Wenn Kinsky von ihren Söhnen spricht, werden ihre Züge ganz weich. Obgleich sie zugibt: "Wenn du versuchst, sechs Jungs wie meine zu erziehen, ist das so, wie wenn du versuchst, einen Pudding an die Wand zu nageln." Einer von ihnen, Luke Mockridge, ist inzwischen als Comedian dank Fernsehen bundesweit bekannt. "Heute sagen die Leute nicht mehr, ach so, du bist die Frau von Bill, sondern du bist die Mutter von Luke ", sagt Kinsky.

Da untertreibt die Frau, die sonst eher fürs Übertreiben zuständig ist, gewaltig. Fast 30 Jahre lang hatte sie im Ensemble der Springmaus mitgewirkt, als sie 2011 ihr erstes Solo "Margie legt los" auf die Bühne brachte. Ein voller Erfolg, ebenso wie ihr neues Programm "Ich bin so wild nach Deinem Erdbeerpudding", mit dem sie auf vielen Bühnen in Deutschland steht. Ihr unter dem gleichen Titel erschienenes Buch ist ebenfalls ein Kassenschlager.

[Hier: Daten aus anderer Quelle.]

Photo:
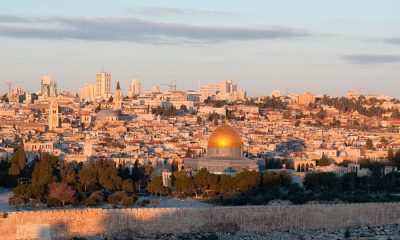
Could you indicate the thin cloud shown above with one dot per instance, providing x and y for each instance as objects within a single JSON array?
[
  {"x": 137, "y": 30},
  {"x": 392, "y": 40},
  {"x": 166, "y": 11},
  {"x": 371, "y": 59}
]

Seither war sie in einigen Fernsehsendungen zu Gast wie im "Kölner Treff" oder bei Markus Lanz.

Trotzdem. Für Kinsky steht die Familie nach wie vor an erster Stelle. So sind italienische Mamas eben. Ja, und sie ist stolz auf Luke und die anderen Jungs. Alle haben eine künstlerische Laufbahn eingeschlagen. "Natürlich hatten auch wir die einen oder anderen Probleme mit ihnen, das ist doch völlig normal in so einer großen Familie. Und klar, die Polizei war auch schon mal bei uns", sagt sie in ihrer entwaffnenden Offenheit. Margie Kinsky ist trotz ihres Erfolgs natürlich und authentisch geblieben. Wer ihr im Alltag begegnet, dem zaubert sie ebenfalls mit ihrer ansteckenden Fröhlichkeit schnell ein Lachen ins Gesicht.

Wer sie live auf der Bühne erleben will, hat am Dienstag, 5. Mai, ab 20 Uhr im Haus der Springmaus, Frongasse, die nächste Gelegenheit dazu.